Songwriter's Corner|

By Denise Oliver Velez, Community Contributors Team, Daily Kos | It’s autumn. I love watching the glorious display of colors that deck the hills that surround my home in the Hudson Valley of New York. While not everyone lives in regions where autumn is marked by an explosion of vivid new colors on the leaves of trees around us, the colorful season has been the subject of musicians for years. For today’s Black Music Sunday, let’s take a listen to a palette of fall colors painted with sound.

For those who have fall chores like raking and leaf blowing to do, here’s some great music about those autumn leaves to keep you company.
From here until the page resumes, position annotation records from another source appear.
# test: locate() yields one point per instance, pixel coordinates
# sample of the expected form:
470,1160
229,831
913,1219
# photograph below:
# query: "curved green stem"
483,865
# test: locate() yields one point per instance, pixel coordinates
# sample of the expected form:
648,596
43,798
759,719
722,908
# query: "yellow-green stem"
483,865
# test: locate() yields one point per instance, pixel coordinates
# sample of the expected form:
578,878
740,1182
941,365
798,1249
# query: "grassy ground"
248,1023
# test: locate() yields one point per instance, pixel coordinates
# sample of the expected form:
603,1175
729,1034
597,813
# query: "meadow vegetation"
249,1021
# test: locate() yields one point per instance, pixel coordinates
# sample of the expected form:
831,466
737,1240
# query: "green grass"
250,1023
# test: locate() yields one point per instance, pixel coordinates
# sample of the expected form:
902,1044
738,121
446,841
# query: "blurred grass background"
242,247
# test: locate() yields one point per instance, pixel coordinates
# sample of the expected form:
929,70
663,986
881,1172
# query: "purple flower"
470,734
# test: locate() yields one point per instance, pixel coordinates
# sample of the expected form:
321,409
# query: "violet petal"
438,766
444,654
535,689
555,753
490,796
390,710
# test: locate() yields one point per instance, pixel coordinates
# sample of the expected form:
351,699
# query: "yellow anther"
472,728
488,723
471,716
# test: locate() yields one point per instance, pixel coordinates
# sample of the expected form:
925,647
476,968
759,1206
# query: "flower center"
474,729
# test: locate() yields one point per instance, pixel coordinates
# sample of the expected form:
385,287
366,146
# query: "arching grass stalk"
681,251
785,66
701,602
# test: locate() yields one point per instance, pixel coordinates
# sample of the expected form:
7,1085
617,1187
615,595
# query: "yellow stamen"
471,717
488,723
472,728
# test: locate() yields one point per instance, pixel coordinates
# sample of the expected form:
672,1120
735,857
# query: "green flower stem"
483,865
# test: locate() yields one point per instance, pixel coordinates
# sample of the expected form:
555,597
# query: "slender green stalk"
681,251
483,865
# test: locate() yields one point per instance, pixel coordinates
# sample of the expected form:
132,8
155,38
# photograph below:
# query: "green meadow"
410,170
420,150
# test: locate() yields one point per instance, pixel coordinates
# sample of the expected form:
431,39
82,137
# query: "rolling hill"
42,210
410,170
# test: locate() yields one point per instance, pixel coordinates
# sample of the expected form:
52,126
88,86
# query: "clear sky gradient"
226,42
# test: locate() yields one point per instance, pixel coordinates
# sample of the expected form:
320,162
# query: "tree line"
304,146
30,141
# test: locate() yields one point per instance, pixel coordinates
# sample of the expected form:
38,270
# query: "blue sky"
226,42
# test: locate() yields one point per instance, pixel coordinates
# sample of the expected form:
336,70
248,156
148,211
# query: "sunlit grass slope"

For those who don’t, well, just listen and enjoy.

It seems appropriate to open with the song “Autumn Leaves.” When I started listening to the wealth of different versions of it, I wound up deciding to try an experiment: My first Black Music Sunday with variations of just one song.

My first choice is the late, great Nat King Cole, seen here performing live in an October 1957 episode of The Nat King Cole Show. The King introduces his performance as a tribute to songwriter Johnny Mercer, who wrote the English lyrics.

I mention Mercer’s English lyrics because the song was originally a hit in France, taken from the poem Les Feuilles Mortes (Dead Leaves), by Jacques Prevert. Roger Crane details that history for The International Review of Music.

Prevert’s poem was set to music by composer Joseph Kosma and introduced in a 1946 French film titled Les Portes de la Nuit by actor Yves Montand, who briefly sings (and hums) it in a nightclub scene. Thereafter, the beautiful and haunting song became popular in France.

Four years later a batch of records were sent from Paris to Johnny Mercer’s Capitol Records to see if the staff thought any of the songs or recordings were worthy of release to the US audience. Fortunately the Capitol folks realized that this song was exceptional. Mercer was given the record and a copy of the French lyrics and reportedly, while on a short train trip, wrote the poetic English lyric. Although retaining the original concept, his lyric is not a translation from the French but a new story of its own. Kosma’s melody has 68 notes and Mercer used just 58 words to match the melody […]

In 1956 Hollywood released a movie titled Autumn Leaves starring Joan Crawford and the theme is used throughout the film. This movie also has Nat Cole singing the song over the film’s credits. (By the way, the movie’s title was changed to Autumn Leaves due to the popularity of the song. It’s original title was The Way We Are.)